De qui avez-vous pris ce goût du risque?
De mes parents! On se souvient surtout de ma mère dans Casablanca, de Michael Curtiz, avec Humphrey Bogart, ou dans Les Amants du Capricorne, d’Alfred Hitchcock…Elle était pourtant aussi attirée par le néoréalisme italien naissant. En 1949, elle a écrit une lettre à mon père: «Si vous avez un rôle pour une actrice suédoise qui parle l’anglais, bredouille un français à peu près incompréhensible et qui, en italien, ne sait dire que «ti amo», je suis prête à tourner avec vous.» Un an plus tard, elle était sur le tournage de Stromboli, dans les bras de mon père. Cet amour lui a coûté cher: elle a été mise au ban de Hollywood, traitée de pute, et le Sénat américain lui a interdit l’accès au territoire des Etats-Unis pendant huit ans, la privant ainsi de voir sa fille Pia (née d’un premier mariage)!
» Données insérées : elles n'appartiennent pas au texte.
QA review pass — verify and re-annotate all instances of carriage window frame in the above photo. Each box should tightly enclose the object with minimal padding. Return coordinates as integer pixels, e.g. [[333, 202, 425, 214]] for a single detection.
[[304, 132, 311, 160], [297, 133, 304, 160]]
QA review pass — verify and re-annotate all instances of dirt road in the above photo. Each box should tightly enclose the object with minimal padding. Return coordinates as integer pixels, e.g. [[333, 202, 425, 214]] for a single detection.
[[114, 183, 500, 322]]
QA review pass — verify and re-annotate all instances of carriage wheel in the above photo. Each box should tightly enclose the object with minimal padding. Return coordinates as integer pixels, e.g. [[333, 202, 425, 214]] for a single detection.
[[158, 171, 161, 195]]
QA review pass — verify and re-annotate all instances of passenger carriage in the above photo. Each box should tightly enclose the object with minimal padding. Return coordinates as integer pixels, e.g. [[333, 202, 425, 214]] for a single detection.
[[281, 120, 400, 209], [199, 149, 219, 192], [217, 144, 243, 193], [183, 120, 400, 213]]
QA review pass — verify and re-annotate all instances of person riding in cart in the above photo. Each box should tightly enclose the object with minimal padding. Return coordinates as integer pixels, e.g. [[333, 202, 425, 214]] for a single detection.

Pourtant, elle a continué à soutenir le cinéma de mon père, très critiqué et totalement incompris à l’époque.

Vous avez toujours tourné avec des cinéastes et des acteurs d’avant-garde: David Lynch, Gary Oldman ou Guy Maddin…Avez-vous cherché votre père dans ces hommes?
Je suis attirée par les personnalités fortes, comme celle de mon père. Les hommes qui m’ont séduite sont tous des pionniers qui se battent pour imposer leurs idées. J’étais aussi très proche de mon père. J’aimais son côté enveloppant, protecteur…Qui pouvait virer à une jalousie folle! Papa était un Italien à l’ancienne: il a failli mourir quand j’ai eu mon premier boyfriend, à 16 ans! Il a eu la migraine pendant un mois. Mais il m’a appris tellement de choses. Dernièrement, en tournant dans le prochain film de Guy Maddin, Keyhole, Jason Patric, qui joue à mon côté, m’a dit: «Mais comment fais-tu? On ne comprend rien à cette narration!» J’ai répondu que je ne comprenais rien non plus, mais que je me laissais faire, parce que j’avais confiance en Guy. Et c’est mon père qui m’a appris ça pendant ses tournages: à obéir à un cinéaste, sans chercher à tout saisir tout de suite.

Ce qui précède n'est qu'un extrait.